Over the past several weeks multiple reports have come out indicating that the new health care reform law has not lived up to its promises and will in fact result in higher premiums, more spending, and new mandates.
As of just a few weeks ago, the Department of Health and Human Services had already granted nearly 1,400 waivers for various portions of the new health care reform law. These waivers will exempt more than three million Americans from the new health care reform law, including some of the new law's biggest supporters. The fact that so many waivers have been issued is further evidence that the new law will simply increase health care costs while restricting choices.
Recently I joined a number of other Members of Congress in sending a letter to the Secretary of Health and Human Services urging the Department for full transparency regarding the health care waivers that have been granted. The Administration should be forthcoming in the types of requests for waivers that they have received, those they have denied and those that are still pending.
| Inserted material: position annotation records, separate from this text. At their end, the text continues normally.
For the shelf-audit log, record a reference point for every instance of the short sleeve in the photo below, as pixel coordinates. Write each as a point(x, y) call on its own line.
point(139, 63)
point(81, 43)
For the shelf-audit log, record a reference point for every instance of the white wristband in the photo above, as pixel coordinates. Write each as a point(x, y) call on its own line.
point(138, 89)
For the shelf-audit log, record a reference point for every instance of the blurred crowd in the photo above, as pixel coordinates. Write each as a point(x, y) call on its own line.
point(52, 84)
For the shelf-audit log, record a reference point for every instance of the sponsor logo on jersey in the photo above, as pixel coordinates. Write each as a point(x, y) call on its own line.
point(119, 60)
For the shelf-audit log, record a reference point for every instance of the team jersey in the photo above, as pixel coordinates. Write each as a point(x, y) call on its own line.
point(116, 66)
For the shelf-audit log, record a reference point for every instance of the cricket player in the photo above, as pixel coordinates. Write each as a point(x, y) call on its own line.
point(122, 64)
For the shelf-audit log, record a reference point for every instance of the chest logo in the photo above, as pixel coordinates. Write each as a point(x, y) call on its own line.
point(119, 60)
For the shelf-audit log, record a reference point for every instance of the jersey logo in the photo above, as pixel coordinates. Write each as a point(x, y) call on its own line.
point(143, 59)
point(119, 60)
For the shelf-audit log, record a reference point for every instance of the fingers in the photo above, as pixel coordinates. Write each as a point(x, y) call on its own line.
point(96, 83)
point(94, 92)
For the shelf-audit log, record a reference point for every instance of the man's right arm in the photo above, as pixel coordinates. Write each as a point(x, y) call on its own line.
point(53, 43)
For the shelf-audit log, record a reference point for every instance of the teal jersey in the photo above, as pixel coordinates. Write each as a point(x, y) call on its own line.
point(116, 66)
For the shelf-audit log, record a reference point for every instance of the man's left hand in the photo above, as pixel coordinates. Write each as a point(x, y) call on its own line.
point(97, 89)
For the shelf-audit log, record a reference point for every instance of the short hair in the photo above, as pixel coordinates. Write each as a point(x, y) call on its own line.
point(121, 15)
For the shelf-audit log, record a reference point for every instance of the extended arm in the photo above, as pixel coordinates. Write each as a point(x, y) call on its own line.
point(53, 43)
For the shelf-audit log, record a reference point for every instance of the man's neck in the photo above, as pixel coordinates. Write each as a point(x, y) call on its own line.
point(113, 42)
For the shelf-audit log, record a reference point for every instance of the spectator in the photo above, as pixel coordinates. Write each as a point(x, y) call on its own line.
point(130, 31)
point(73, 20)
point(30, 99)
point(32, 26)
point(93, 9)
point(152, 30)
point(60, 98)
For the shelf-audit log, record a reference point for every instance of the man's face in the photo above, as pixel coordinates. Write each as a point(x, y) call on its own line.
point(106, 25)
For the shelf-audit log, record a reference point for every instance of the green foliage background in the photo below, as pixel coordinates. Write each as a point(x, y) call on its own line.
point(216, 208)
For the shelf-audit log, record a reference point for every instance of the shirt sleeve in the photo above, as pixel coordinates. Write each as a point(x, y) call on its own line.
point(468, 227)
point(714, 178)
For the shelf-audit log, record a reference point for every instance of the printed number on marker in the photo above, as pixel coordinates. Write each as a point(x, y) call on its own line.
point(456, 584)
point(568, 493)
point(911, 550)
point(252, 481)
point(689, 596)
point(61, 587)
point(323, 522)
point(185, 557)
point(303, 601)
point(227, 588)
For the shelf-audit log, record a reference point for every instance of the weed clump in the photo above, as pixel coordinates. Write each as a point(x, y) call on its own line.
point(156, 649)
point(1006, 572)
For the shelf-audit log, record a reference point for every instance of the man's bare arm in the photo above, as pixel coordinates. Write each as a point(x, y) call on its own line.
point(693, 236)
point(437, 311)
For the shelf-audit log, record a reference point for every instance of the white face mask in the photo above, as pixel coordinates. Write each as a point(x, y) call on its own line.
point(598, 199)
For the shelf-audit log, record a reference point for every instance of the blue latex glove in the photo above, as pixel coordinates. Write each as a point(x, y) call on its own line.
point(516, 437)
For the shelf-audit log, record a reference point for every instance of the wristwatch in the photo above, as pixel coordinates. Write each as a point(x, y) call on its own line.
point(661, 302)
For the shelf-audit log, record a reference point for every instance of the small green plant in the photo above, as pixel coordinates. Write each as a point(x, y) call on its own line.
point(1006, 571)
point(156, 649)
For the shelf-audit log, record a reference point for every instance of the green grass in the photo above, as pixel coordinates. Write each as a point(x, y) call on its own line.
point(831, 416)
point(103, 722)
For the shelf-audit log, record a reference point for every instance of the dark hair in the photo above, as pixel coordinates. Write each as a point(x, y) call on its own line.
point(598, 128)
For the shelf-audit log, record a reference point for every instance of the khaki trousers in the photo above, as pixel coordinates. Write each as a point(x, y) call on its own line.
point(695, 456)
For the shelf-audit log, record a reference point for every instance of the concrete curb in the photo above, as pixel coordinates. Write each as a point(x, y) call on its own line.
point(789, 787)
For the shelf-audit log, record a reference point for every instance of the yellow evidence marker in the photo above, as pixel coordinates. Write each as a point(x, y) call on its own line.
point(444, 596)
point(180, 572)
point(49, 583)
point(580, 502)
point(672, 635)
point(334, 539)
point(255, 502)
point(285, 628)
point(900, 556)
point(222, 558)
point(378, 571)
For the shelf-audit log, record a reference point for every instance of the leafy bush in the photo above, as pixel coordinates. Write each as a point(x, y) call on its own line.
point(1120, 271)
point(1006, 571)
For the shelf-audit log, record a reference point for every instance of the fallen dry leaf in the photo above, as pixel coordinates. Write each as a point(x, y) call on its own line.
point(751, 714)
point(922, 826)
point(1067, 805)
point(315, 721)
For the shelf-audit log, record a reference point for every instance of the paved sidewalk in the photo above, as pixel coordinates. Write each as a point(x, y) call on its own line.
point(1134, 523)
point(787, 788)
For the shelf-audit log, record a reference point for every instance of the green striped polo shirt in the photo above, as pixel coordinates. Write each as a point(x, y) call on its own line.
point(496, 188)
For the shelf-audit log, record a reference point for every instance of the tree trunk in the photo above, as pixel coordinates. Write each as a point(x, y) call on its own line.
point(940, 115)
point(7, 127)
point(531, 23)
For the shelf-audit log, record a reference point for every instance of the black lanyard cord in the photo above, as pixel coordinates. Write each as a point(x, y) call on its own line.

In addition, a recent survey by Price Waterhouse Coopers indicates that nearly half of employers could drop health care coverage for their employees. Eighty-four percent of companies indicated that they would make some changes to their plans, such as raising premiums or copayments, to offset the costs associated with the new health care reform law while nearly half of employers "indicated they were likely to change subsidies for employee medical coverage", forcing employees on to the government-run exchanges and causing the cost of taxpayer-funded insurance subsidies to soar.
While these are just a few of the startling problems with the new health care reform law there are a whole host of others. That is why one of the first major acts of the 112th Congress was to pass legislation which would repeal the sweeping new health care reform law in its entirety. Rather than dictating medical decisions from Washington, we should be concentrating our efforts on making premiums more affordable for all Americans and giving them the freedom to choose the plan that best fits their needs.
We need a positive, patient-centered strategy that puts patients, families and doctors, not Washington bureaucrats, in control of personal health care decisions. While we can all agree that our current health care system needs to be reformed, the new health care law was not the right way to do it which is why we must repeal it and replace it with commonsense measures that expand access and choices while lowering costs.